Letting go of our stereotypes
Generalizations can be generally true, but there are plenty of people who are heterodox on any number of issues.
All conservatives do not think alike. All Christians do not think alike. All conservative Reformed Christians do not think alike. Yes, there are issues where the majority agree, but assuming someone’s beliefs (wrongly) and then scolding them for your erroneous assessment of their beliefs is obnoxious. As an example, a friend wrote a post back in April 2020 about COVID-19 which started like this:
Oh my. To get pastors who are pro-life to admit the civil authority is to be submitted to in quarantine laws seems close to hopeless.
A couple weeks later, when he posted an informational link about COVID-19, someone commented:
I’m sick of you people that think your beleifs Trump science. Covid is not a hoax not fake science. Conservative Christians are the ones spreading lies and they need to stop.

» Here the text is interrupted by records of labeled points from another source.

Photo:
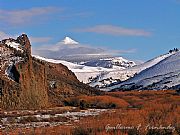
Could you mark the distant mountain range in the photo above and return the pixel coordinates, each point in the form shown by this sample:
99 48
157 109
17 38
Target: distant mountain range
70 50
117 73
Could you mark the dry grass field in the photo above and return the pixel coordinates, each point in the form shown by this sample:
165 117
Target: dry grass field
128 113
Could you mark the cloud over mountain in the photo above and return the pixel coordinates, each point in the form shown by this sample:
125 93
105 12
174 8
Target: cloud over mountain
114 30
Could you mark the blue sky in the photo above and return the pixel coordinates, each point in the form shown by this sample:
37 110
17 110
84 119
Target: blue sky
139 29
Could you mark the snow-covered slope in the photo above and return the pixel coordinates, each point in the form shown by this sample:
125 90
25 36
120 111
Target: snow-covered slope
122 75
84 73
70 50
163 75
114 62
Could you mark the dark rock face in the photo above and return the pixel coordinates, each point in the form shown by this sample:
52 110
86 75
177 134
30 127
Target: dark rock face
23 81
29 83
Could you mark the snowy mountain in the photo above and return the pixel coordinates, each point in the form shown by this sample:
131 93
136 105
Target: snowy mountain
89 73
163 75
70 50
121 75
69 41
114 62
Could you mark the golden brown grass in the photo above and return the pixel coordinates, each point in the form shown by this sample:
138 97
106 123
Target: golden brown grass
153 108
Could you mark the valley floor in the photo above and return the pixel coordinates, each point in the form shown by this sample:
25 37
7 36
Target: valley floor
120 113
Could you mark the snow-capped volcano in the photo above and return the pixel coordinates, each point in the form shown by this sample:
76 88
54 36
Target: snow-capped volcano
68 40
70 50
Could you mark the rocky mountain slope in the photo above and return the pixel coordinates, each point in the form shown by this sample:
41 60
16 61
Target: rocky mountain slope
163 75
27 82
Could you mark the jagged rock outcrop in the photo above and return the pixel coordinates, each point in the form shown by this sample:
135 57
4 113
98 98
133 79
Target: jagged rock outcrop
28 83
23 81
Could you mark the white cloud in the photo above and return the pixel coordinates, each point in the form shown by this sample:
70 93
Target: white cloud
115 30
3 35
16 17
40 39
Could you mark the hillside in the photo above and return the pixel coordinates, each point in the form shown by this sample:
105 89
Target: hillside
163 75
26 82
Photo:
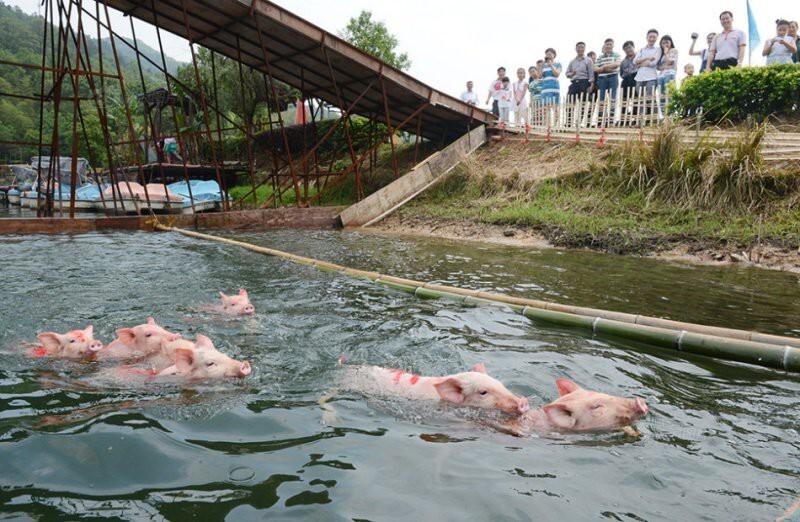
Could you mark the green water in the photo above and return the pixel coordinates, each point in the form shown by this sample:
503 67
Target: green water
720 442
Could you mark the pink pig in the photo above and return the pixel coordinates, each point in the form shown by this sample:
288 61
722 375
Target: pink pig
139 341
237 304
203 361
474 388
579 410
76 344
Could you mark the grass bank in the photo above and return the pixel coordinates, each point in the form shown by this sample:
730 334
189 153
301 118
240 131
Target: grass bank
630 199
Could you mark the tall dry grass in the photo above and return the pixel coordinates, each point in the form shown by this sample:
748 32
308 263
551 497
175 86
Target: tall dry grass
693 171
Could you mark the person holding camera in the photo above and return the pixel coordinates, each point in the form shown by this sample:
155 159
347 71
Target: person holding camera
581 72
781 48
704 53
551 70
793 34
727 48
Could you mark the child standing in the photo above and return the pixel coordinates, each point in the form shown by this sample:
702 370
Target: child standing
520 89
505 100
781 48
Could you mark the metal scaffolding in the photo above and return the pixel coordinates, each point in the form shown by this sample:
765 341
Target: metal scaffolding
293 58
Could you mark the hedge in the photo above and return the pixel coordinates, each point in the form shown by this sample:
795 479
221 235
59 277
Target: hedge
740 93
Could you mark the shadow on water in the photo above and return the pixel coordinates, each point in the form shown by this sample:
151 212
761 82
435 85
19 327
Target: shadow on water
720 442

This was a problem with forums in the 2000’s, and I have even seen it in letters to the editor. However, it has accelerated with social media. If someone is generally conservative or “progressive,” they are assumed to hold a wide variety of beliefs. Generalizations can be generally true, but there are plenty of people who are heterodox on any number of issues. I was more hawkish than most of my friends on pandemic mitigation measures, but even I was falsely accused of thinking the Communist Virus was “a bunch of hooey.” Often when corrected, the critic will say “I don’t believe you” rather than admit he is wrong.

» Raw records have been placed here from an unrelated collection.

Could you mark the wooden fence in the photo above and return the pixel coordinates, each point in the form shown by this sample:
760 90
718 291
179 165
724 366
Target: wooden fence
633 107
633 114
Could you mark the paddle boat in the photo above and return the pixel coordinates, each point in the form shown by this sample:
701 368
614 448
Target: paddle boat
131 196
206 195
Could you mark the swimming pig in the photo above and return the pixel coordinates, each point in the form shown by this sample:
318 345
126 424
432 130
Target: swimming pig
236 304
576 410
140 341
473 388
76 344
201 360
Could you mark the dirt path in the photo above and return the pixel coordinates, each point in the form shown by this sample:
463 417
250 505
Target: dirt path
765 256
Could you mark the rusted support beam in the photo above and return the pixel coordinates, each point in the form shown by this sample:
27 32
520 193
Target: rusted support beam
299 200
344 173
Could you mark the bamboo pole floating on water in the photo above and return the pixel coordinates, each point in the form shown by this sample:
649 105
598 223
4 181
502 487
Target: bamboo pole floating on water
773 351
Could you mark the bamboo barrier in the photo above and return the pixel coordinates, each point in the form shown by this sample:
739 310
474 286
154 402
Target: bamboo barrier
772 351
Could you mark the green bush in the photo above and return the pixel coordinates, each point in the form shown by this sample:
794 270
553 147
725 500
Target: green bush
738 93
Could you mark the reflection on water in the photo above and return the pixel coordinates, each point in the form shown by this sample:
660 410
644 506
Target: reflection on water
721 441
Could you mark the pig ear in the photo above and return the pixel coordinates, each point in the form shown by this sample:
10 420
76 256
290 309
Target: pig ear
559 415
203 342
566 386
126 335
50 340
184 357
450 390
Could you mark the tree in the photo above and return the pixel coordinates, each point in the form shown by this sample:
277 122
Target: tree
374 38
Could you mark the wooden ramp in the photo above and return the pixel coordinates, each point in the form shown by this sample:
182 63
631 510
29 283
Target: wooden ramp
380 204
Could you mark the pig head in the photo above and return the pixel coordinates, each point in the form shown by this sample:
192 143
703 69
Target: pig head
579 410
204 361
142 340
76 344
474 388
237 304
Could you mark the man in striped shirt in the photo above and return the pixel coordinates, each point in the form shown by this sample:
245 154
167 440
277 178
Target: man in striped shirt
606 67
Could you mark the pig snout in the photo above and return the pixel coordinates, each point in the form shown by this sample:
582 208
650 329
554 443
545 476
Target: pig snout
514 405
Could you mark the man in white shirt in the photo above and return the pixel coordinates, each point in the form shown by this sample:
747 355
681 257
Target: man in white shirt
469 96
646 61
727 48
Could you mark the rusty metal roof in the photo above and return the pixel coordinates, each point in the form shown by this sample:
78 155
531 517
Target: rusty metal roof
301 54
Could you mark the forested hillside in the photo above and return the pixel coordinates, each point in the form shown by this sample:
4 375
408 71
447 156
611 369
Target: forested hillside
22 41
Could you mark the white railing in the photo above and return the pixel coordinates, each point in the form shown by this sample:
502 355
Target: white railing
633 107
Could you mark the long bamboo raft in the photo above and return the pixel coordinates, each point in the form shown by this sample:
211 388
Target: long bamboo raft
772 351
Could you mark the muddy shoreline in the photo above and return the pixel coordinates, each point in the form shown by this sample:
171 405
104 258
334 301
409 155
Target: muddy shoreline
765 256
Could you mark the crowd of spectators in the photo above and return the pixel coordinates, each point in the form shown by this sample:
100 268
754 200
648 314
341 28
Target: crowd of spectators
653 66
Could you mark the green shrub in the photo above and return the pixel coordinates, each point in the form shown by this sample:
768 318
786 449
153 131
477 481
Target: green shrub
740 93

But we have an obligation to tell the truth. For Christians, this is obvious from Scripture. But this virtue is important for our culture as well. We should not assume everyone on the Right or Left believes every single thing that everyone else believes. Instead of saying “you believe this,” you should ask, “do you believe this?” When you approach a discussion from a position of humility instead of as an accuser, you might actually find you have more common ground than you thought.

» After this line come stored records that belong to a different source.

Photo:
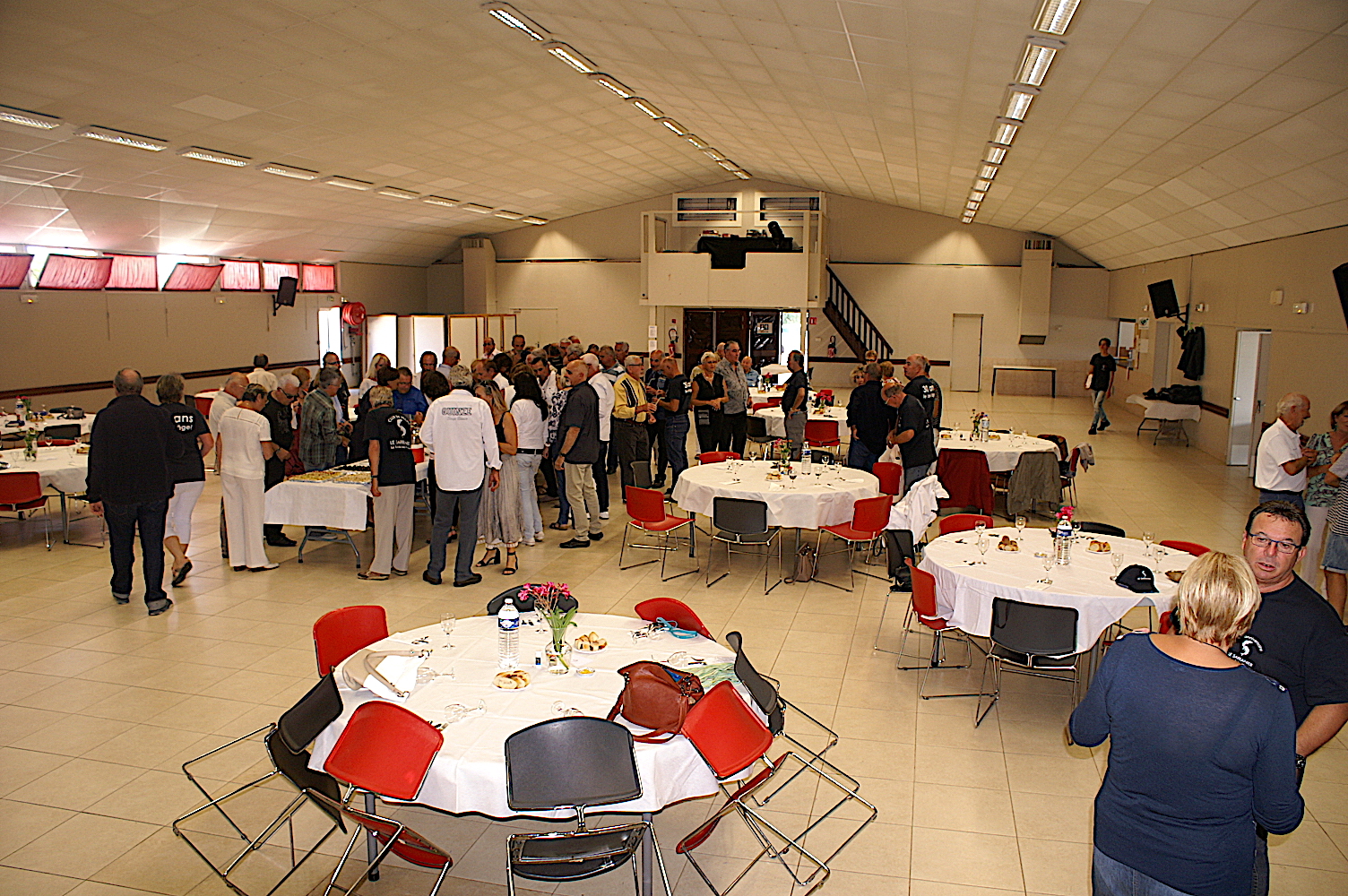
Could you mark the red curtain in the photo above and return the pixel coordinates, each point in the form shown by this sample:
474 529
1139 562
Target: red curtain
74 272
193 278
318 278
272 271
134 272
13 269
244 277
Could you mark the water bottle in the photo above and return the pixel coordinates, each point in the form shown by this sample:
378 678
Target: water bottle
507 635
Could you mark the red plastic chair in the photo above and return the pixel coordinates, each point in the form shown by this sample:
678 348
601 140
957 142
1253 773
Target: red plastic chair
646 507
23 492
677 612
821 433
341 633
869 518
890 476
1188 547
385 749
963 523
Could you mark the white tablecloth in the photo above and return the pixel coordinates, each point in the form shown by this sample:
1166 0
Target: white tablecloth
336 505
808 503
58 468
777 419
1002 453
468 775
964 593
1165 409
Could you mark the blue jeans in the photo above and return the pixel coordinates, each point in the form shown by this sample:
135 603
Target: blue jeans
1115 879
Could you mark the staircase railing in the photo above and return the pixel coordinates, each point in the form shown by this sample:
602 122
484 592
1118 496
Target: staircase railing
853 317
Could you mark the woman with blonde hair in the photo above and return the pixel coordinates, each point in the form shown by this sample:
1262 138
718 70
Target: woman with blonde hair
1201 748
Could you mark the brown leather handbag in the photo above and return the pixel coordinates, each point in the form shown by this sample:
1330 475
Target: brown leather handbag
655 697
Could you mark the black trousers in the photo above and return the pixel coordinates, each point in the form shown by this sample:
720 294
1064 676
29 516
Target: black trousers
123 521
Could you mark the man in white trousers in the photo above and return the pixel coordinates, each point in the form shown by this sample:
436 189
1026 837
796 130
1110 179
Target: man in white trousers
244 446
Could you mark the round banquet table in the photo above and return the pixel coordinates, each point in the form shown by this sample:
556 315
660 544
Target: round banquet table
825 497
777 419
964 591
468 775
1002 453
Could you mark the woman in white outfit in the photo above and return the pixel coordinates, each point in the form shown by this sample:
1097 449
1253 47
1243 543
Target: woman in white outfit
189 472
244 449
530 412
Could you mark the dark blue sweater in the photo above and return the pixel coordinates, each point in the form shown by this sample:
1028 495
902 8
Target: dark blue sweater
1196 757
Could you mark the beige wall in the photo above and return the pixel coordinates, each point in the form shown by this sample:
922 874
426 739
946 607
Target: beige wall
1307 350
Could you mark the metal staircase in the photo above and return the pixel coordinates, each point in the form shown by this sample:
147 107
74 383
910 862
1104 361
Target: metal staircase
851 321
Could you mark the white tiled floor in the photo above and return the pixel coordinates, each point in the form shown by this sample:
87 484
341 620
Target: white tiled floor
101 705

Empathy is helpful too. We do not like it when someone makes a false claim about us, so why are we so quick to make false claims about others - and then double down when we are corrected? This is not exclusive to the Right or Left. I see the same thing over and over again from both sides. If you object to something, the accusation is almost always “But this other thing over here is OK, right? Hypocrite!”
So stop assuming. Ask questions instead of making accusations. Above all else, be willing to admit you were wrong. Behave like the person you are debating is not a nameless avatar or an enemy to be defeated, but a human being. In case you think I am being self-righteous or “above the fray” here, I am writing to myself as much as anyone else. I have seen the same behaviors in myself. We all need to do better, and we can improve our political culture, one post and one sentence at a time.